早めに夕食をすませたフェーカーが、爆竹や発煙筒などを持つて基地の外に出て行きます。これ
からいよいよ本番の開始となります。 フェーカーの服装は作業服に作業帽だけでライナーは被ら
ず弾帯もつけません。演習規定に決められた、唯一の敵味方識別の目安です。また、統裁部幕僚
や審判官は作業服装に白の腕章を巻くことになっていました。

夕日が沈む頃から本格的な演習に移行します。 徐々に緊張感が高まってきます。 芦屋基地は
脊振山サイトと違いキチンとした外柵が巡らされています。 そのうえ重要箇所には極細の電線を
利用した警報装置などを設置し、さらに警備犬まで配置して防備は万全です。

また、フェーカーといっても本来は身内のことですから、 外柵その他の設備を、本当に破壊する
心配はありません。だから、侵入箇所も推測できるのです。 防禦側はそこを重点的に警戒するこ
とになります。

あちらこちらの外柵付近で、爆竹が鳴らされたり発煙筒を投げ入れたとの報告があっても、これは
相手の陽動作戦に過ぎないので慌てる必要はありません。恐らく暗くなってから海岸の松林あたり
から西地区に侵入するか、外柵の下の砂を掘って這い込むぐらいが関の山です。配備が完了して
状況が一段落したところで、指揮班に夜食の準備をさせます。

「幹部食堂火災!」
突然電話で報告が入ります。すぐに消防車を出動させ、消火活動を始めます。

「水道ポンプ小屋爆破、負傷者あり!」
衛生隊に通報して、アンベランス(患者移送車)を走らせます。急に騒然となってきました。

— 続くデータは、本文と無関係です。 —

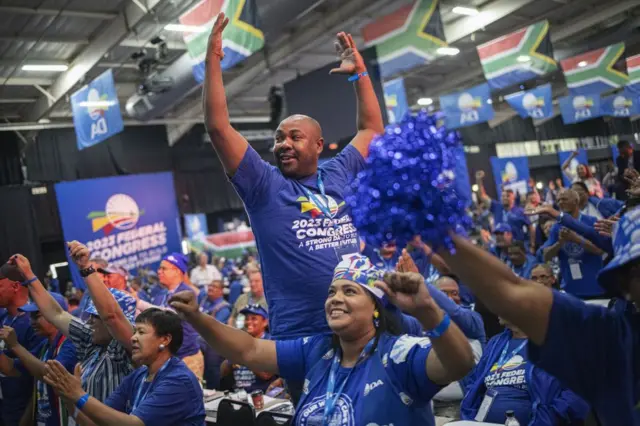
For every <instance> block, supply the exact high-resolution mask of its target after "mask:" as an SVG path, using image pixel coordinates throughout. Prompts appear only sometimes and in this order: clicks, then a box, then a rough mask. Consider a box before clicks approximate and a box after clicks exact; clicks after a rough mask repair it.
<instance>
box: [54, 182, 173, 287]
mask: <svg viewBox="0 0 640 426" xmlns="http://www.w3.org/2000/svg"><path fill="white" fill-rule="evenodd" d="M55 190H56V198H57V200H58V209H59V211H60V221H61V223H62V233H63V235H64V239H65V241H72V240H77V241H80V242H81V243H83V244H86V245H87V247H88V248H89V250H90V251H91V256H92V257H100V258H102V259H104V260H106V261H107V262H109V263H110V264H112V265H120V266H122V267H124V268H126V269H127V270H130V271H132V270H135V269H136V268H139V267H144V268H152V269H155V268H157V266H158V265H159V263H160V260H161V259H162V257H163V256H164V255H165V254H167V253H170V252H180V251H181V250H182V249H181V236H180V227H179V220H180V218H179V215H178V206H177V204H176V196H175V190H174V187H173V174H172V173H154V174H143V175H129V176H117V177H109V178H102V179H89V180H78V181H73V182H62V183H58V184H56V185H55ZM69 265H70V269H71V271H72V276H73V282H74V285H76V286H77V287H80V288H84V283H83V282H82V279H80V276H79V274H78V273H77V268H75V267H73V266H72V263H71V262H69Z"/></svg>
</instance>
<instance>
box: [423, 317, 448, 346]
mask: <svg viewBox="0 0 640 426" xmlns="http://www.w3.org/2000/svg"><path fill="white" fill-rule="evenodd" d="M449 325H451V317H449V314H448V313H446V312H445V313H444V317H443V318H442V321H440V324H438V325H437V326H436V328H434V329H433V330H430V331H427V332H426V333H425V334H426V336H427V337H428V338H430V339H437V338H438V337H440V336H442V335H443V334H444V333H445V332H446V331H447V329H448V328H449Z"/></svg>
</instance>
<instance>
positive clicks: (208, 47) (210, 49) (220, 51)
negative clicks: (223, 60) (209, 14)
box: [207, 12, 229, 60]
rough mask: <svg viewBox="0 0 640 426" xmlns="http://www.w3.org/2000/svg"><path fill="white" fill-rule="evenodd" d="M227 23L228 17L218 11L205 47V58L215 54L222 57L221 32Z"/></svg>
mask: <svg viewBox="0 0 640 426" xmlns="http://www.w3.org/2000/svg"><path fill="white" fill-rule="evenodd" d="M227 24H229V18H227V17H226V16H225V15H224V12H220V13H219V14H218V17H217V18H216V22H215V23H214V24H213V28H212V29H211V34H210V35H209V45H208V47H207V59H210V58H211V57H212V56H217V57H218V58H219V59H220V60H222V59H224V51H223V50H222V32H223V31H224V29H225V28H226V27H227Z"/></svg>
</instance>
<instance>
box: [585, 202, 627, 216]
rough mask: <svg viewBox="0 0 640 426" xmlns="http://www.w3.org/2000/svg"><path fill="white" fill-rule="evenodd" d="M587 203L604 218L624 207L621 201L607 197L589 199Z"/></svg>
mask: <svg viewBox="0 0 640 426" xmlns="http://www.w3.org/2000/svg"><path fill="white" fill-rule="evenodd" d="M589 203H590V204H593V207H595V208H596V209H597V210H598V211H599V212H600V214H601V215H602V216H603V217H605V218H607V217H609V216H613V215H614V214H616V213H618V211H619V210H620V209H621V208H622V206H624V203H623V202H622V201H620V200H615V199H613V198H607V197H605V198H598V197H589Z"/></svg>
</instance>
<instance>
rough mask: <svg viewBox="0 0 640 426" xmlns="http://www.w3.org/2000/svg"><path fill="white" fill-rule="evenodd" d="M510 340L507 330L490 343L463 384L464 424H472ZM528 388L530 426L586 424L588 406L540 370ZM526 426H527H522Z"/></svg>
mask: <svg viewBox="0 0 640 426" xmlns="http://www.w3.org/2000/svg"><path fill="white" fill-rule="evenodd" d="M510 339H511V331H509V330H505V331H504V332H503V333H502V334H498V335H497V336H494V337H493V338H491V340H489V343H487V346H486V348H485V350H484V353H483V354H482V358H480V362H478V365H476V366H475V368H474V369H473V370H472V371H471V373H469V375H468V376H467V377H465V378H464V379H463V380H461V381H460V384H461V386H462V388H463V390H464V393H465V395H464V399H463V400H462V404H461V405H460V414H461V416H462V419H463V420H473V419H475V417H476V414H477V412H478V409H479V408H480V404H481V403H482V400H483V399H484V394H485V392H486V387H485V386H484V378H485V377H486V376H487V374H489V371H490V369H491V366H493V365H494V364H495V363H496V362H497V361H498V358H499V357H500V353H501V351H502V348H504V346H505V345H506V344H507V343H508V342H509V340H510ZM529 371H530V373H529V376H528V377H527V387H528V390H529V395H531V403H532V410H531V421H530V422H529V426H556V425H565V424H571V422H576V421H581V420H584V419H585V418H586V417H587V415H588V414H589V410H590V407H589V405H588V404H587V403H586V402H585V401H584V400H582V399H581V398H580V397H578V396H577V395H576V394H575V393H573V392H571V391H570V390H568V389H563V388H562V386H561V385H560V382H559V381H558V380H557V379H556V378H555V377H553V376H550V375H549V374H547V373H546V372H544V371H543V370H542V369H541V368H538V367H535V366H533V367H531V369H530V370H529ZM522 426H525V425H522Z"/></svg>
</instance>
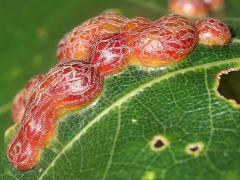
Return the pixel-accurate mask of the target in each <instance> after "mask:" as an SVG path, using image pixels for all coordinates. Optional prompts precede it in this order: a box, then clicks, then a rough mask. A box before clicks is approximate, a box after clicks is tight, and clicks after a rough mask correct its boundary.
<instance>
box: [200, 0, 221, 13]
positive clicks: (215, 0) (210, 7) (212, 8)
mask: <svg viewBox="0 0 240 180" xmlns="http://www.w3.org/2000/svg"><path fill="white" fill-rule="evenodd" d="M204 1H205V3H206V4H207V5H208V6H209V8H210V10H211V11H217V10H219V9H221V8H222V7H223V5H224V0H204Z"/></svg>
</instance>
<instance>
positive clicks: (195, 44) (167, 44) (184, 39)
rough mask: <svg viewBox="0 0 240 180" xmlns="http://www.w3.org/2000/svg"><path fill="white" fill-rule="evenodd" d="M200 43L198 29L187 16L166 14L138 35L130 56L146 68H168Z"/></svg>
mask: <svg viewBox="0 0 240 180" xmlns="http://www.w3.org/2000/svg"><path fill="white" fill-rule="evenodd" d="M197 42H198V35H197V31H196V28H195V26H194V25H193V24H192V23H191V22H190V21H189V20H188V19H187V18H184V17H182V16H179V15H167V16H164V17H162V18H160V19H159V20H157V21H155V22H153V23H152V24H151V25H149V26H147V27H146V28H145V29H144V30H143V31H142V32H140V33H139V34H138V35H137V36H136V38H135V39H134V40H133V41H132V43H130V47H131V48H132V51H131V53H130V56H129V59H130V62H131V63H132V64H136V65H140V66H144V67H152V68H158V67H166V66H168V65H171V64H173V63H176V62H179V61H181V60H183V59H185V58H186V57H187V56H188V55H189V54H190V53H191V52H192V51H193V49H194V47H195V45H196V44H197Z"/></svg>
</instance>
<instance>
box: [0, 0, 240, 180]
mask: <svg viewBox="0 0 240 180" xmlns="http://www.w3.org/2000/svg"><path fill="white" fill-rule="evenodd" d="M7 3H9V4H7ZM17 3H18V2H17V1H16V4H15V6H12V2H11V4H10V2H5V4H4V5H3V6H1V11H0V13H2V14H1V16H0V18H1V20H2V21H3V22H5V23H7V24H8V26H7V25H6V29H5V32H4V33H5V34H7V35H3V34H4V33H3V34H2V35H1V38H3V39H4V40H5V41H4V42H6V43H5V45H4V48H5V49H7V50H8V51H5V52H3V53H1V55H0V56H1V58H2V59H3V60H4V59H8V60H7V61H2V62H1V65H2V64H3V66H1V68H2V67H4V68H3V70H1V72H2V73H3V76H2V77H1V79H0V83H1V87H4V88H1V91H0V99H1V104H0V118H1V123H2V121H3V122H4V123H6V124H9V121H10V119H11V118H10V111H9V107H10V105H9V102H10V101H11V99H12V98H13V96H14V94H15V93H16V92H17V91H18V90H20V89H21V88H22V87H23V85H24V83H25V82H26V81H27V79H29V78H30V77H31V76H32V75H34V74H37V73H40V72H44V71H46V70H47V69H48V68H50V67H51V66H52V65H53V64H55V63H56V58H55V51H56V44H57V41H58V40H59V39H60V37H61V36H62V35H63V34H64V33H65V32H67V31H69V30H70V29H71V28H72V27H73V26H74V25H76V24H79V23H80V22H81V21H83V20H85V19H87V18H89V17H91V16H94V15H97V14H99V13H100V12H101V11H104V10H106V9H109V8H119V9H120V10H121V11H122V12H123V13H124V14H126V15H128V16H137V15H138V16H147V17H152V18H156V17H158V16H160V15H161V14H162V13H166V12H165V10H164V9H166V1H151V0H148V1H145V0H140V1H136V0H125V1H117V2H115V1H114V2H112V1H111V0H107V1H104V3H103V1H97V0H96V1H81V2H80V1H63V0H62V1H57V2H54V1H51V2H48V1H46V2H44V3H43V2H38V3H37V2H34V1H29V2H26V3H24V4H22V3H20V2H19V4H17ZM237 3H238V1H237V0H235V1H234V0H231V1H228V4H227V5H226V7H231V8H232V9H233V10H231V11H222V12H221V13H222V14H220V15H223V16H222V17H224V18H225V21H226V22H227V23H228V24H229V25H230V27H231V29H232V32H233V35H234V39H233V42H232V43H231V44H230V45H228V46H224V47H207V46H203V45H199V46H198V47H197V48H196V49H195V50H194V52H193V53H192V55H191V56H190V57H189V58H188V59H187V60H186V61H183V62H182V63H180V64H178V65H175V66H172V67H169V68H167V69H159V70H156V71H152V70H144V69H141V68H138V67H129V68H128V69H126V70H125V71H124V72H123V73H121V74H119V75H116V76H112V77H110V78H107V79H106V80H105V87H104V92H103V93H102V95H101V96H100V98H99V99H98V101H97V103H95V104H94V105H91V106H89V107H88V108H86V109H84V110H81V111H77V112H73V113H70V114H68V115H67V116H65V117H64V118H62V119H60V120H59V123H58V128H57V132H56V136H55V137H54V139H53V140H52V142H51V144H50V145H49V146H48V147H47V148H46V149H44V151H43V152H42V156H41V160H40V162H39V164H38V165H37V166H36V167H35V168H33V169H32V170H29V171H18V170H16V169H15V168H14V167H13V166H12V165H11V164H10V163H9V161H8V159H7V157H6V153H5V152H6V148H7V144H8V141H9V139H10V138H11V137H12V136H13V134H14V133H15V132H16V130H17V126H14V127H12V128H11V129H10V130H8V131H7V132H6V133H5V137H4V143H3V145H2V147H1V150H2V156H1V157H2V158H1V166H0V167H1V168H0V179H38V178H39V179H114V180H115V179H144V180H145V179H190V180H191V179H206V180H207V179H240V143H239V138H240V136H239V134H240V126H239V124H240V110H239V109H240V108H239V106H238V105H235V104H234V102H232V101H229V100H226V99H224V98H223V97H222V96H220V95H219V94H218V92H217V88H218V79H217V74H218V73H219V72H221V71H222V70H225V69H229V68H237V67H239V66H240V43H239V42H240V40H239V39H238V38H240V25H239V22H240V19H238V18H234V16H235V15H239V13H238V11H237V10H235V9H236V8H235V6H236V5H237ZM40 7H42V9H41V8H40ZM10 8H12V9H11V11H10V12H13V10H14V9H13V8H16V9H15V10H16V11H19V12H20V15H19V14H18V15H16V14H13V13H10V12H9V10H10ZM159 9H160V10H159ZM28 14H31V15H28ZM3 16H4V17H3ZM230 16H231V17H230ZM3 18H4V19H3ZM7 21H9V22H7ZM10 37H13V38H12V39H11V38H10ZM1 46H3V45H1ZM7 87H11V88H7ZM7 120H8V121H7ZM6 126H7V125H5V127H6ZM1 131H3V128H2V127H1ZM158 138H160V139H159V141H158V144H156V146H159V147H160V146H163V148H159V147H155V148H154V147H152V145H153V144H154V141H155V140H158ZM160 141H162V143H163V144H161V142H160ZM159 142H160V143H159ZM189 148H190V149H191V150H189ZM158 150H159V151H158Z"/></svg>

しかし、どう考えても不自然です。どこの警戒線も基地外からの侵入を許した形跡はないのです。
基地内でフェーカーを発見したとの報告も受けていません。 なのに内部で「爆発」や「火災」が
発生しているのです。これは統裁部が「現況表示」を行ったのだと直感しました。   

演習ではその流れを円滑にし、 訓練効果を高めるために統裁部で「○○○爆破・負傷者〇名」
「○○○に火災発生」などの状況を示して、対応処置を演練することがあります。 しかし、その
場合は演習規定にその旨を記載するのが通例です。 ところが、今回の演習規定には統裁部が
「現況表示」を行うとの規定はありません。演習規定を再確認しました。

「──仮設敵は実人員を以て示す。 仮設敵の服装は作業服に──」と、あるだけで、統裁部が
「現況表示」を実施するとは一言半句も書かれていません。これは明らかに演習規定に違反し
ているのです。

審判官はフェーカーの勢力が弱い場合、 その目的達成以前に阻止された状況でも「爆破成功」
や「火災発生」など、フェーカー有利に判定して演習を盛り上げることがあります。 これは演習
部隊の演練を目的とするためで、それなりに意味があるので容認できます。 しかし、演習規定
にも明記せずに、審判官が一方的にフェーカーの代役をしたのでは警備部隊側は混乱します。